I think that’s a good question, and if you think about who’s building these systems, they’re mainly developers these days. I would like to see more ops people, and we do see them building features around it, but I think you’re thinking about this world where the developers are now spending a lot more time in operations, building operations-specific tools. Stepping back, it’s just all software. This software just happens to deploy other software. It’s kind of like writing your own unit tests, right? You’re writing software to test your application, so in this case it’s software to manage applications, but it’s just all software.
As a developer, you may be less interested in deploying and managing a Kubernetes cluster. There are different roles on the team for that, and if you’re in a position where you have a dedicated group of people who are using a hosted system, that’s great. As a developer, what you kind of care about is R20;I have this application, an application running on my local machine, and Docker’s a fantastic piece of software that lets you take a Linux machine and abstract away the needs of SSH, systemd unit files, logging – all of that kind of goes away, but it’s still there underneath the covers.” Docker sits on top of a single machine and gives you this really nice API, you’re packaging the app, push it through a repository and running it anywhere that you find a Docker. This is perfect.
But in production, you have a lot more concerns than just starting and stopping an application. Who’s going to collect the logs and push them to a central place? How do you express the need of “I want this application to run across multiple machines, multiple data centers.” That particular set of requirements needs a higher level tool or language in order to express and enforce to make it happen. A lot of those concerns – you start to get into this idea of clustering. I have multiple machines, and the machines that we’re using these days, these are mainframes; they’re not built to last forever. So we’re dealing with these machines that are going to fail. If you’re in a cloud provider, the VMs are ephemeral, so you have to plan that the machines that you’re running on can be blown away at any given time. They can die, like migration, so you probably want a system that can account for that.

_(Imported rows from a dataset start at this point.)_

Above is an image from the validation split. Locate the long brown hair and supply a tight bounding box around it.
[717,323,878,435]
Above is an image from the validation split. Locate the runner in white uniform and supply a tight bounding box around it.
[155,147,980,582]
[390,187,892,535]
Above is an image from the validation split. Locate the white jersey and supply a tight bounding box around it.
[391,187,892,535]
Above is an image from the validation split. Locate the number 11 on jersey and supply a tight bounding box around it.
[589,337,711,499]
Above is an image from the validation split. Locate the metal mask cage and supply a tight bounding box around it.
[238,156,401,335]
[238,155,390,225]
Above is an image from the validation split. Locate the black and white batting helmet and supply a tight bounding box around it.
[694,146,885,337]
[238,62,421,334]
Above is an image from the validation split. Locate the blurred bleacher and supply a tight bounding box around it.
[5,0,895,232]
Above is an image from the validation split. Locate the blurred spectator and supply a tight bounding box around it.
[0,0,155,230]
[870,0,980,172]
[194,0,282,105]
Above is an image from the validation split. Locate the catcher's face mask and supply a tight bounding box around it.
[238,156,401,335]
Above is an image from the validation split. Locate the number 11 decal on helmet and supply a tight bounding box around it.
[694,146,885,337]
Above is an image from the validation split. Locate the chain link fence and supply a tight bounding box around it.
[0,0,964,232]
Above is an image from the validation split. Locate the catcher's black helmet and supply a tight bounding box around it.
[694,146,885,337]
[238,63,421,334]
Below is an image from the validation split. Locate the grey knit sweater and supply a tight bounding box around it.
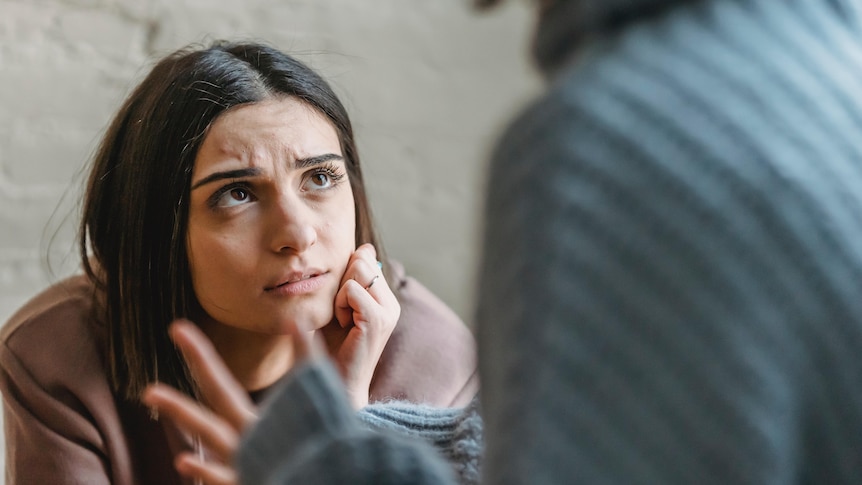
[240,0,862,485]
[477,0,862,485]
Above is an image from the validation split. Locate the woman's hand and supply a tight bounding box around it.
[143,320,319,485]
[321,244,401,409]
[143,321,257,485]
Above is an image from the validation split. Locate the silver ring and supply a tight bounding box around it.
[365,274,380,290]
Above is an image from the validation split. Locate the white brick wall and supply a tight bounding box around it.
[0,0,538,478]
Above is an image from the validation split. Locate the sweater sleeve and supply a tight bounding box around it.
[230,362,454,485]
[0,338,111,485]
[358,398,483,485]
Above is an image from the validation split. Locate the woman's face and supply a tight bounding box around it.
[188,98,356,334]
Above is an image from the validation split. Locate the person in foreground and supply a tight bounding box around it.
[0,42,481,485]
[150,0,862,485]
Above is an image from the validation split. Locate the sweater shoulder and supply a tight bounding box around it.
[0,275,104,388]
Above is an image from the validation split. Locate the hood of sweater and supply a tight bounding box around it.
[533,0,701,76]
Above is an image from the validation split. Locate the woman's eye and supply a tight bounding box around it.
[309,172,332,190]
[218,187,252,207]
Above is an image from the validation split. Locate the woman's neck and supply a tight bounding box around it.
[198,318,294,391]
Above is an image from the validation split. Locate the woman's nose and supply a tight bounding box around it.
[270,197,317,253]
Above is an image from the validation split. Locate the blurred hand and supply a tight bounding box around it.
[321,244,401,409]
[142,320,322,485]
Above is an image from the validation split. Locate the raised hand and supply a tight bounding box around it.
[143,321,257,485]
[321,244,401,409]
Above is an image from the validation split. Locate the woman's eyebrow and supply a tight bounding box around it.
[191,153,344,190]
[293,153,344,168]
[191,168,262,190]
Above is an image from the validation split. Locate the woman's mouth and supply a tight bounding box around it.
[265,272,329,296]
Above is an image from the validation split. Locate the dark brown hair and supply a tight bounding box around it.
[79,42,385,399]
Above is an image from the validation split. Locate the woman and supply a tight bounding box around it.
[0,43,477,485]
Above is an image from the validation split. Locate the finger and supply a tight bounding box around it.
[341,243,383,286]
[169,320,255,431]
[142,384,239,462]
[174,453,237,485]
[335,281,382,327]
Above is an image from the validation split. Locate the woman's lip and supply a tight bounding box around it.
[266,273,329,295]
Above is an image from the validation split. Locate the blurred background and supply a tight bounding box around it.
[0,0,538,474]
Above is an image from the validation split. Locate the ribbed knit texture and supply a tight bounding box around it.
[477,0,862,485]
[358,399,483,485]
[235,360,454,485]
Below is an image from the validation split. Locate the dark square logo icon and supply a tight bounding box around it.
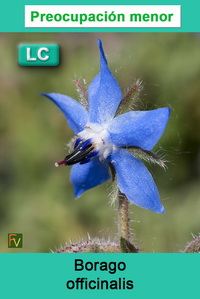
[8,233,23,248]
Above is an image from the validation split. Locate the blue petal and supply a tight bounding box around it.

[00:27:54.03] From history in general, the core principle, even if you’re not using Kubernetes, your team is going to have to build something very similar. How do I decide which machine my application runs on? Well, if you have a dev ops team and depending on how they do things, they may be recording that decision in a spreadsheet, in a tool like Ansible where you say, “This app runs the database. This server runs my web application.” That would be manual scheduling, right? That concept of scheduling, as a human you would say “Well, we know that’s the database server, because it has this name or it has this storage.” That act of scheduling in Kubernetes is an automated process where you as a developer can craft one of these manifests where there’s a deployment manifest. You can say, “My application needs one CPU and let’s say 16 megs of RAM. That’s enough to handle this many requests per second. If you want to scale above that, then give me more of those instances running and then we can actually scale horizontally.” So as a developer, there’s that dev test cycle, which is great for a single machine, but when it goes to production, as a developer you need a new set of concepts to express “I need five copies of these applications running, with these resource requirements. And oh, I’d also like to expose these to our customers over this particular port, not that port.”
So if you think about it, Kubernetes takes a dev ops team and rolls it into a system, and in return gives you the developer an API that you can use to express what your application needs to run in production.